E is for Eliminate. It leads us to ask, “What can be omitted or eliminated? Are all the parts necessary? Is it necessary to solve this problem at all?”  In some schools, efforts to reduce cafeteria noise were eliminated when would-be problem solvers determined that as long as students can hear emergency signals over the cafeteria noise, it may be good for students to talk in the cafeteria, or that the energy spent trying to keep them from doing so could more profitably be spent elsewhere.

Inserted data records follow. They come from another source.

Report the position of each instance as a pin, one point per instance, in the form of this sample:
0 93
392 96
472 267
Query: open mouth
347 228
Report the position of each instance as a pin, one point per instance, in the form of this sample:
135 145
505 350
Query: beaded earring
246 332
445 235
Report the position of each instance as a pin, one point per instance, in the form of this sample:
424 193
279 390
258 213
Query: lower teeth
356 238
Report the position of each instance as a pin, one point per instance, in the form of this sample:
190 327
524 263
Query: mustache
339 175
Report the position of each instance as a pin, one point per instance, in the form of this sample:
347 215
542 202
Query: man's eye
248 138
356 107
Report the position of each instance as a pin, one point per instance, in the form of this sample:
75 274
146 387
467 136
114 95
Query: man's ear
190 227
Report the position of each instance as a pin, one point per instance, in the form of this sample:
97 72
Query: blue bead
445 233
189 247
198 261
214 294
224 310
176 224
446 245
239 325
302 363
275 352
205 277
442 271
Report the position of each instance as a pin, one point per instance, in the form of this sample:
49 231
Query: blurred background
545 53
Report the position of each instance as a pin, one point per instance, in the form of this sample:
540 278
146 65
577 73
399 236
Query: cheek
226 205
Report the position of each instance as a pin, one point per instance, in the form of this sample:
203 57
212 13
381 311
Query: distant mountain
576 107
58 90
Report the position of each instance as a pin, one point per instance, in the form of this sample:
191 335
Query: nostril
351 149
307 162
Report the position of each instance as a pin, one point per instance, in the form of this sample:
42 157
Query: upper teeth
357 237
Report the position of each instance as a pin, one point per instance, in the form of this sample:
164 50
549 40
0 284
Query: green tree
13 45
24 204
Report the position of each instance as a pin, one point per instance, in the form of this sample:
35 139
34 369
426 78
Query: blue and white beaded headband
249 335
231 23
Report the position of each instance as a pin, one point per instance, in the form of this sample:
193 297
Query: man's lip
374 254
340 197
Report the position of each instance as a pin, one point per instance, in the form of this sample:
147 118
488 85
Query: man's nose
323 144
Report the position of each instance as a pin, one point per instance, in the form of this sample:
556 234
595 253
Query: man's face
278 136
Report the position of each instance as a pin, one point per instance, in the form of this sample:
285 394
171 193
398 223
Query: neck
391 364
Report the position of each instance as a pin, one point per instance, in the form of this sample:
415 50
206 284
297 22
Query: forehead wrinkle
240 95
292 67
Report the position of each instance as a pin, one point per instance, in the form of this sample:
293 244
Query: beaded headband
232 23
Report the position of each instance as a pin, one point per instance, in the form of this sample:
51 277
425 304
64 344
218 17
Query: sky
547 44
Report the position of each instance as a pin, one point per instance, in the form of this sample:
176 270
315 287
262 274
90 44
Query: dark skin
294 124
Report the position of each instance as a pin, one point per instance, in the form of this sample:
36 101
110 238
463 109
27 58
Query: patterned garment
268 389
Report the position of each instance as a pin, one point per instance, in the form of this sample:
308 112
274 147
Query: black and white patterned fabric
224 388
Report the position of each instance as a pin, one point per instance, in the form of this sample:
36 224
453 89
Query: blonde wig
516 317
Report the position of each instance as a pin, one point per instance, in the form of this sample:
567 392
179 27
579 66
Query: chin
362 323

Finally, R stands for Rearrange or Reverse. It suggests questions such as “Could I use a different sequence? Could I interchange parts? Could I do the opposite? What would happen if I turned it upside down, backward, or inside out?” One of my students used the principle of reversing to reduce the frustration she experienced in trying to get catsup and salad dressings out of the bottles. She built a rack for her refrigerator door that holds all the bottles upside down. When she removes them from the refrigerator, they are ready to pour. The educational notion of “flipping a classroom” is a good example of reversing–class time is used for practice while the “input” of content happens at home.

Eberle, R. F. (1977). SCAMPER. Buffalo, NY: DOK.

Eberle, R. F. (1996). SCAMPER [Reissue]. Waco, TX: Prufrock Press.